Während CIMIC-Aktivitäten zu Beginn des Einsatzes der Bundeswehr in Nord-Afghanistan eine gewisse Rolle im Kontext von „force protection“ spielten, sind die von der Bundeswehr selbst implementierten Hilfsmaßnahmen in Afghanistan in Umfang und Volumen inzwischen zu vernachlässigen. Anders als bei den Balkan-Einsätzen führt die Bundeswehr in Afghanistan keine umfangreichen CIMICProjekte in Afghanistan durch. Gleichwohl sind insgesamt rund 40 deutsche CIMIC-Kräfte im Einsatz in Nord-Afghanistan. Die Bundeswehr führt aber nach wie vor „Quick Impact Projects“ (QIPs) mit folgendem eindeutig militärisch definierten Ziel durch: „QIPs sind kurzfristig realisierbare Maßnahmen, deren Ursprung ... sofort für die Zielgruppe erkennbar ist, durch deren unmittelbare Wirkung auf das zivile Umfeld ein stabilisierender Beitrag geleistet wird und die somit zur Erhöhung der Force Protection beitragen.“[9] Außerdem dienen CIMIC und QIPs auch zur innenpolitischen Legitimation des Afghanistan-Einsatzes, der von der deutschen Bevölkerung zunehmend abgelehnt wird.
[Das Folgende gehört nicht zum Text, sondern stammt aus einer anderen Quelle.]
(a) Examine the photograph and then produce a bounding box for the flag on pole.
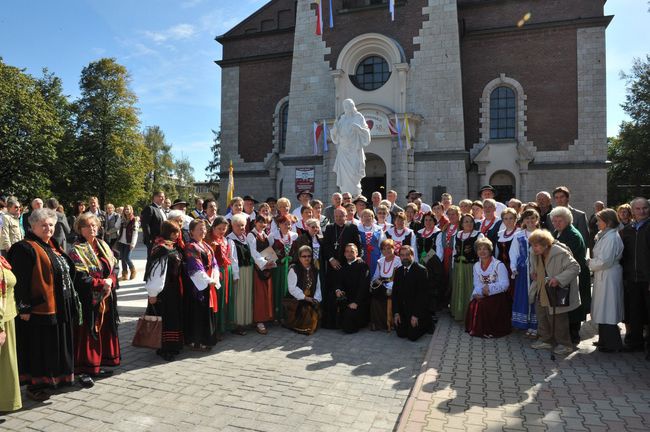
[389,0,395,21]
[315,1,323,35]
[313,121,319,154]
[404,115,412,149]
[394,114,403,149]
[329,0,334,28]
[226,160,235,204]
[322,120,329,152]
Als Element der zivil-militärischen Zusammenarbeit haben die 2007 im Rahmen der deutschen PRTs eingeführten „Provincial Development Funds“ (PDF) mittlerweile an Bedeutung und auch finanziellem Volumen erheblich gewonnen. Die PDF gehen konzeptionell und volumenmäßig über den CIMIC-Ansatz weit hinaus, da ein aus Vertretern der vier Ministerien und Vertretern der afghanischen Lokalverwaltung paritätisch besetztes Gremium über die Finanzierung von zumeist infrastrukturellen Kleinmaßnahmen entscheidet. Die PDF haben zum Ziel, Projekte auf transparente und partizipative Weise an afghanische Gemeinden zu vergeben und dadurch zur sichtbaren Verbesserung der Lebensbedingungen beizutragen. Die Mittel aus den PDF werden in den nordafghanischen Provinzen Kunduz, Takhar und Badakshan eingesetzt, die auch Einsatzgebiete der Bundeswehr sind. Von 2006 bis einschließlich 2008 wurden 4,72 Millionen Euro vom BMVg für die PDF bewilligt. Das BMZ stellte parallel Mittel in Höhe von 3,5 Millionen Euro für die ersten Projekte im Rahmen der PDF und für deren fachliche und administrative Begleitung bereit.[10] Die Gesellschaft für Technische Zusammenarbeit (GTZ) prüft und verwaltet die Projektanträge und begleitet die Gemeinden bei der Projektdurchführung.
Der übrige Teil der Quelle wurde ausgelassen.